Sekolah sangat penting sebagai tempat pendidikan resolusi konflik sebagaimana Morton dan Susan Frydenberg. 2005: 139 berpendapat bahwa
sekolah adalah pusat kehidupan social siswa. Perbedaan etnis, gender, usia, kemewahan dan kemiskinan, ketrampilan menjadi lahan subur bagi konflik serta
kesempatan untuk pertumbuhan. Sekolah harus mengubah dalam cara dasar mendidik anak-anak sehingga mereka bukan melawan satu dengan yang lainnya
akan tetapi mengembangkan kemampuan untuk mengatasi konflik secara konstruktif daripada destruktif dan siap untuk melaksanakan kehidupan secara
damai. Hal ini berarti membangun di seluruh system sekolah, belajar bersama, pelatihan dalam resolusi konflik, penggunaan tema kontroversi konstruktif dalam
mengajar mata pelajaran dan menciptakan resolusi pada pusat senketa. Pada saat dewasa siswa akan bisa mengembangkan pengetahuan, sikap dan ketrampilan
yang akan memungkinkan mereka untuk bekerjasama dengan orang lain dan menyelesaikan konflik dalam kehidupan yang tidak terelakkan secara konstruktif.
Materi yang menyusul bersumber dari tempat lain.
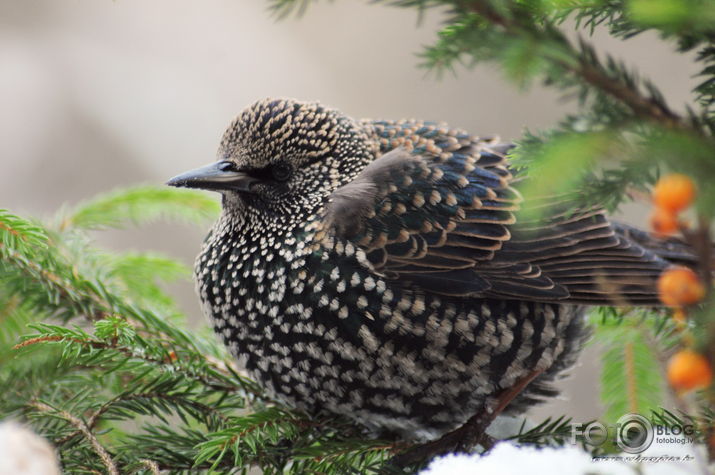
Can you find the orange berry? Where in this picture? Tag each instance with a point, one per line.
(663, 222)
(680, 316)
(674, 192)
(688, 370)
(680, 286)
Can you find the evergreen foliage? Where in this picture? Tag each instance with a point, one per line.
(96, 356)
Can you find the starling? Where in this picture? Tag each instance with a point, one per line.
(376, 269)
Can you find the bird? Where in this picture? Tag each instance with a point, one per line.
(384, 270)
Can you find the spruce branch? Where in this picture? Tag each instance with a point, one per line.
(82, 427)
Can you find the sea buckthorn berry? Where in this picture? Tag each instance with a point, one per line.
(680, 316)
(674, 192)
(680, 286)
(688, 370)
(663, 222)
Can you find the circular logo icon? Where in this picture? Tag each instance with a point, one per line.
(634, 433)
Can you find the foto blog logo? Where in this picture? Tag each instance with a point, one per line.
(632, 433)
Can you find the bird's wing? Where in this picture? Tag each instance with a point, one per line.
(446, 223)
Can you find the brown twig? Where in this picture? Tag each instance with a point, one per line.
(85, 430)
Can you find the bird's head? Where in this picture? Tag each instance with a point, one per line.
(282, 156)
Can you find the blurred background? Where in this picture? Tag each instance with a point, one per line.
(101, 94)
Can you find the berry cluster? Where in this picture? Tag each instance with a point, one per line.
(679, 287)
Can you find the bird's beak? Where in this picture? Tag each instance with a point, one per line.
(219, 176)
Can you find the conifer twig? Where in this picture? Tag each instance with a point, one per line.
(85, 430)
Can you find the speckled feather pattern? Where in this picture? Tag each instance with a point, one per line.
(386, 280)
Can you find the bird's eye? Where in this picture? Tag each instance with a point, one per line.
(227, 166)
(281, 171)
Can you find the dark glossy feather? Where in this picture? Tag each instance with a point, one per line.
(446, 223)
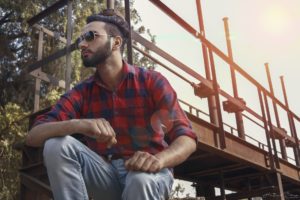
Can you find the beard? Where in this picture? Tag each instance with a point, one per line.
(99, 57)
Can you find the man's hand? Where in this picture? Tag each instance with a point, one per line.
(99, 129)
(143, 161)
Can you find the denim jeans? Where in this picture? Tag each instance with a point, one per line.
(76, 172)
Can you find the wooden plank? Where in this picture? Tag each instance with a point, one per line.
(54, 7)
(50, 33)
(48, 78)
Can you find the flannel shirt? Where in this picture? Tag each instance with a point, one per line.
(143, 111)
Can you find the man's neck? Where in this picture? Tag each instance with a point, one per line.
(111, 72)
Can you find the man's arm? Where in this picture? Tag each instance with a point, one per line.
(180, 149)
(97, 128)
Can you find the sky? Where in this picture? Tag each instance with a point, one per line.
(262, 31)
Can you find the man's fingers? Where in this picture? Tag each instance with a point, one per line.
(143, 161)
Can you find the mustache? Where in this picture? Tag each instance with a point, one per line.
(86, 51)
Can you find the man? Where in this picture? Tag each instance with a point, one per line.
(124, 114)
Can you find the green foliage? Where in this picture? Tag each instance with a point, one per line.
(13, 126)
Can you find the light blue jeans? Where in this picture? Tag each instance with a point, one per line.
(76, 172)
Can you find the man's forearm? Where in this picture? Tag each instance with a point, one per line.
(177, 152)
(40, 133)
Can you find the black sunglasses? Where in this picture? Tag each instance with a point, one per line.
(88, 36)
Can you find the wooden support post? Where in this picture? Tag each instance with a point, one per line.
(37, 80)
(69, 40)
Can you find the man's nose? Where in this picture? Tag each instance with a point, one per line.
(82, 44)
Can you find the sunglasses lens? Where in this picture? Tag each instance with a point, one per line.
(89, 36)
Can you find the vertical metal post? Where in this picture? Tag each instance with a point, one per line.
(281, 141)
(266, 128)
(238, 115)
(223, 195)
(37, 80)
(271, 131)
(218, 104)
(129, 42)
(290, 118)
(110, 4)
(211, 99)
(280, 187)
(69, 41)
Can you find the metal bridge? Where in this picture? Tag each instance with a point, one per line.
(227, 158)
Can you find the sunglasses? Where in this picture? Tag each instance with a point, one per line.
(88, 36)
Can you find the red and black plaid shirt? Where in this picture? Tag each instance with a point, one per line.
(142, 111)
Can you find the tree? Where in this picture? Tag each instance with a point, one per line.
(18, 49)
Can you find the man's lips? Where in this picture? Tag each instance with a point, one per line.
(86, 53)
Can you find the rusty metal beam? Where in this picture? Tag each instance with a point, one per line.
(161, 64)
(137, 37)
(248, 194)
(217, 51)
(54, 7)
(271, 131)
(216, 170)
(281, 141)
(211, 100)
(129, 42)
(218, 103)
(238, 115)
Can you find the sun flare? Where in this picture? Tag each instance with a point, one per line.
(276, 19)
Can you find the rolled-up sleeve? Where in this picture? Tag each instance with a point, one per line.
(173, 119)
(67, 107)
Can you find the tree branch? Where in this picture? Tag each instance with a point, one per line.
(4, 18)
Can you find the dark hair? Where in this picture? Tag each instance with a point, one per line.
(115, 24)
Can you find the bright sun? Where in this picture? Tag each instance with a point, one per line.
(276, 19)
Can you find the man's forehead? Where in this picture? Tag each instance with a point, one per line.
(94, 26)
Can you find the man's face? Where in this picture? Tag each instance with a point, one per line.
(95, 52)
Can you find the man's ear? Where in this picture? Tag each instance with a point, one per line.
(117, 42)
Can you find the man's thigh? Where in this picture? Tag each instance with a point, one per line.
(148, 186)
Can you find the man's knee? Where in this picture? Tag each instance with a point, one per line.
(55, 147)
(139, 179)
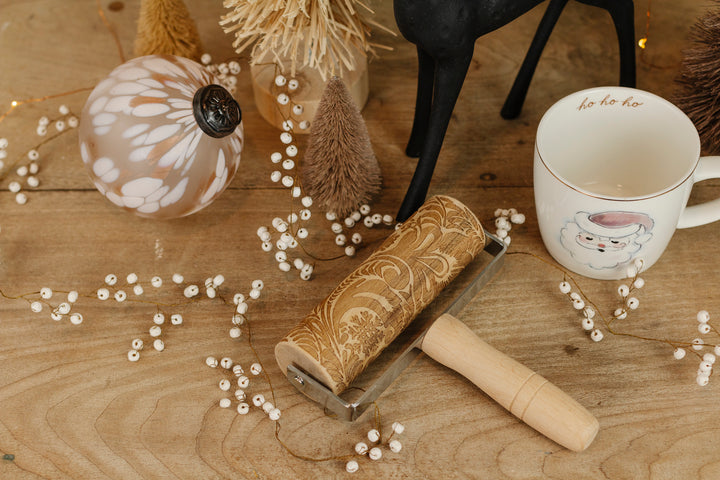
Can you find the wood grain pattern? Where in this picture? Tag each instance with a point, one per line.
(73, 407)
(374, 303)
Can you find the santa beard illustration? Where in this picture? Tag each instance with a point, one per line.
(607, 239)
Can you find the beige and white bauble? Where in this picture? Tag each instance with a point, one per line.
(160, 137)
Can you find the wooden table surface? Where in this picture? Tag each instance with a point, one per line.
(73, 406)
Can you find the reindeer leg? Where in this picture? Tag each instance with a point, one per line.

Berkaitan dengan permasalahan konflik pilkada di kabupaten Tuban yang telah terjadi pada tahun 2006 dan sampai sekarang masih terlihat sisa-sisa konflik
yang bersifat laten, diperlukan sebuah langkah resolusi yang dapat meredakan konflik dan bahkan menghilangkan potensi-potensi yang sampai sekarang masih
tersisa. Oleh karena itu diperlukan pengungkapan latar belakang konflik terutama
13
berkaitan dengan nilai-nilai yang mendorong masyarakat melakukan konflik kerusuhan tersebut. Dibutuhkan sebuah pengungkapan kronologis kejadian untuk
mendapatkan gambaran yang jelas tentang peristiwa konflik kekerasan pasca pilkada tahun 2006 tersebut. Dengan pengungkapan kronologi tersebut maka akan
dapat dianalisa faktor-faktor yang menjadi penyebab terjadinya peristiwa tersebut. Pada gilirannya dari peristiwa tersebut dapat diambil beberapa nilai-nilai
khususnya nilai-nilai pendidikan yang terkandung sehingga dapat diterapkan dalam pembelajaran IPS untuk memberikan bekal keterampilan kepada peserta
didik khususnya di Kabupaten Tuban agar peristiwa serupa tidak terulang kembali.